The Cost of Discipleship is a Coffee

I’ve been recently reconciling the cost of discipleship. Both to disciple and be discipled, and I’m realizing the metric is somewhat simple and somewhat boring. A lot of the times, the cost of discipleship is just a coffee. It is the cost of setting aside a few dollars and a few hours consistently in your schedule to meet with mentors, seekers, friends, and the Lord. You would think it would be more exciting. More intense. Maybe even more complicated. But I’m noticing that maybe the cost of discipleship is that it’s ordinary and a lifetime long. The cost is faithfulness.
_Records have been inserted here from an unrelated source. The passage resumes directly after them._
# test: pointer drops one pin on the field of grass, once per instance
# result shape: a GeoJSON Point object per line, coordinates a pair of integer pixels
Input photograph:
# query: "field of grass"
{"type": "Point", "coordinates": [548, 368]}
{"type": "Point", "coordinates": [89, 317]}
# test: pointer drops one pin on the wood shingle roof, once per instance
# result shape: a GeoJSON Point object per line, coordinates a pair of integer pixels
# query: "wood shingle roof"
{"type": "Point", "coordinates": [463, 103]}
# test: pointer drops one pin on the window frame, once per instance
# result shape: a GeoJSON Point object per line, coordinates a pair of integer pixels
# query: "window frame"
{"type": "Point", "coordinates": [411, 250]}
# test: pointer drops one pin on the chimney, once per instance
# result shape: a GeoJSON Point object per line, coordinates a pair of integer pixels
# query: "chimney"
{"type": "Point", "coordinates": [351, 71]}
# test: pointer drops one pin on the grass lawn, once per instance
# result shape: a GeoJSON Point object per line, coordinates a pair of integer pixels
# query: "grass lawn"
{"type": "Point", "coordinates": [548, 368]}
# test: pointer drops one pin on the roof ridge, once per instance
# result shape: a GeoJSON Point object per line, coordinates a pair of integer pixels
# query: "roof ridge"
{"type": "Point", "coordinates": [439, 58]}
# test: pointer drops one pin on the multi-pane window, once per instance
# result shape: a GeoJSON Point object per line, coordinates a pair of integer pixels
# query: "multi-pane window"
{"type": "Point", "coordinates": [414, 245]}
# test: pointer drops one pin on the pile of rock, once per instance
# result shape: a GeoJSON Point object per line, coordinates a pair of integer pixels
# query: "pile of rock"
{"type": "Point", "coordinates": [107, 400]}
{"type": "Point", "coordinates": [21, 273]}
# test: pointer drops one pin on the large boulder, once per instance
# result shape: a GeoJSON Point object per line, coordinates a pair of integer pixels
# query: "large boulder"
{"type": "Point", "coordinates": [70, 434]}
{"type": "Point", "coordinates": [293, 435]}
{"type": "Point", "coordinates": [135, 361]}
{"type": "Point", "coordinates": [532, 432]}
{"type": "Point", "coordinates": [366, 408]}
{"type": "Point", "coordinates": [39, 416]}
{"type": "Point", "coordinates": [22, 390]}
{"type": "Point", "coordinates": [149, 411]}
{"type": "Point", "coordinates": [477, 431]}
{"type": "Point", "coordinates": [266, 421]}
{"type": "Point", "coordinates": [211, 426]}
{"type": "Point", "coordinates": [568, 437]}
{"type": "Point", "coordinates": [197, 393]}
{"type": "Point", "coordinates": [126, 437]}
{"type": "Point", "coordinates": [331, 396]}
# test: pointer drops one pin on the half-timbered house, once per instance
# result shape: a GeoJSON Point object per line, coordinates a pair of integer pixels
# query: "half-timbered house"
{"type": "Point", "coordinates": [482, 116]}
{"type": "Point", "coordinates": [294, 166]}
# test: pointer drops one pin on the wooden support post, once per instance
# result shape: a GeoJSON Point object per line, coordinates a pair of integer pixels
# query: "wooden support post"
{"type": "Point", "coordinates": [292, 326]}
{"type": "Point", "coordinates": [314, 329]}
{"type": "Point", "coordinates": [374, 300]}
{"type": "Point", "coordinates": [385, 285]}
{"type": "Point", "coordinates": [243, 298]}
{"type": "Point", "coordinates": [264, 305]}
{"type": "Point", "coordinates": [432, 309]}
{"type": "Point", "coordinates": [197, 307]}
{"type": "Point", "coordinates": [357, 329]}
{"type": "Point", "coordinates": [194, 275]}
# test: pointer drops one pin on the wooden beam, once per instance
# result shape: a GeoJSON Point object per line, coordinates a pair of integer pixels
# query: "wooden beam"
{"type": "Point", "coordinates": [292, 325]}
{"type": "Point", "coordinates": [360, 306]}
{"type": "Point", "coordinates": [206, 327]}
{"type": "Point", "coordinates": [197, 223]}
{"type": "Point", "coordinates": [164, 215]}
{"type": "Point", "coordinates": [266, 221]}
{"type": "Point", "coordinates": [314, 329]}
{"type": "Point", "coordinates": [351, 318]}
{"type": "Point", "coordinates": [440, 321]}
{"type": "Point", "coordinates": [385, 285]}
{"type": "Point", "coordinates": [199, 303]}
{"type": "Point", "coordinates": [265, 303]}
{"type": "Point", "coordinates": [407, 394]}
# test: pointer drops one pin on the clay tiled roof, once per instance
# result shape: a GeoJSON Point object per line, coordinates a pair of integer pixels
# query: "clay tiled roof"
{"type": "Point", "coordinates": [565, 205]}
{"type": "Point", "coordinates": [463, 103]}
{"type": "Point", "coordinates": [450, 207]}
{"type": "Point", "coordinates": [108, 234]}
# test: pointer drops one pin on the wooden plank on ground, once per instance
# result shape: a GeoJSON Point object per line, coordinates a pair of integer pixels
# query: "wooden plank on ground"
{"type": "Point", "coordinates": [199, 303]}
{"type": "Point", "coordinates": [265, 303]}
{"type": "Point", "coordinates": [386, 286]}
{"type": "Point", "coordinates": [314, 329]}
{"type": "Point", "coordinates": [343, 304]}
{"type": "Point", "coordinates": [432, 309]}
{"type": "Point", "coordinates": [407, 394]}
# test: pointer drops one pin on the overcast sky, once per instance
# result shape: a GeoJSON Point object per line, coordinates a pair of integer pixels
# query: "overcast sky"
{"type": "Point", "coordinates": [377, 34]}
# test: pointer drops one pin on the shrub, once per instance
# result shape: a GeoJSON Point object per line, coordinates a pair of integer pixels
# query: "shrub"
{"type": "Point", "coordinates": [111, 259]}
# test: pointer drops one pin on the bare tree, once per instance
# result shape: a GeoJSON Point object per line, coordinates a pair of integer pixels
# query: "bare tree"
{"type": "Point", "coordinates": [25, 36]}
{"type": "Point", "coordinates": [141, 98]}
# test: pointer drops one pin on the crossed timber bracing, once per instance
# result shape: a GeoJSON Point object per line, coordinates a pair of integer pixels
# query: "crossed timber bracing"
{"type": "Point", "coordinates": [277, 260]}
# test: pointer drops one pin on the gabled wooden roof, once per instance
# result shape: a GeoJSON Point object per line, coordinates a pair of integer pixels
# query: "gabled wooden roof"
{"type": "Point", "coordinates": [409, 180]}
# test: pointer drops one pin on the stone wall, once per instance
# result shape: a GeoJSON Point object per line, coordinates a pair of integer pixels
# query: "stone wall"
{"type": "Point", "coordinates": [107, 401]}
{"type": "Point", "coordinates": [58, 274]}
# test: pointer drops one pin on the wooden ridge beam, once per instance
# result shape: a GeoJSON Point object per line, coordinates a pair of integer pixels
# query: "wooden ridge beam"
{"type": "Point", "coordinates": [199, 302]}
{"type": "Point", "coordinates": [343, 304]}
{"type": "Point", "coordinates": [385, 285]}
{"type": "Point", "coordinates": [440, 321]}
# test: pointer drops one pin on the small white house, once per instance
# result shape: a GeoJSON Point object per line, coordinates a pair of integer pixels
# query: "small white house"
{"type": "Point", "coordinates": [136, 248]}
The cost is patience.

It doesn’t tend to have grand instant gratification and it doesn’t always feel like the type of “suffering” that at least you can feel proud of or feel important because of. No, a lot of times discipleship happens in the very mundane moments of life and the cost comes when your routine says “you have things to do” and discipleship asks to interrupt you. And it most likely interrupts you not for the exciting “come to Jesus” conversion on the side of the road. It just interrupts you to learn someone’s name or hear someone’s story or pick someone up from the airport or invite someone into your house and yes, even to grab coffee.

There actually is no line between living as a disciple who makes disciples and just living. It really is one and the same.

As I attempt to live life here “on mission” as if I were a missionary overseas, I find myself somewhat struck by how normal and boring discipleship and kingdom building can be. You go to work, go to church, have some people over to your house, go to coffee with someone new, go to sleep, and do it all again. And as someone who really struggles with getting bored, this is kind of a scary realization. But I’m finding that the mundane is where the beauty truly is. In the quiet moments and the hours of coffee. This is the cost, and it is also the reward.

Although I may be just living the routine of a normal life, I do not play by the rules of this world nor am I bound by its limited joys. For although the devil would like to convince me that coffee is just coffee, I know that it’s another seed planted. And that faithful day at work is another field watered. Every moment at church is another opportunity to raise up workers for the harvest. And every prayer walk on my street is changing lives in ways I will never know. Life may seem normal from this side of heaven but I know that my citizenship is not here. I know that my life is storing up treasures in an eternal storehouse. And I know that there is a battle waging war in our midst and I am fighting alongside angels more vibrant than I could ever imagine.

And while it still may look like just having coffee, it turns out, that’s not very boring at all.

-Melea Irby

*Melea is a basketball coach’s daughter who grew up in a missional family, was coached by her father, and is now taking these lessons learned into her life as a young adult.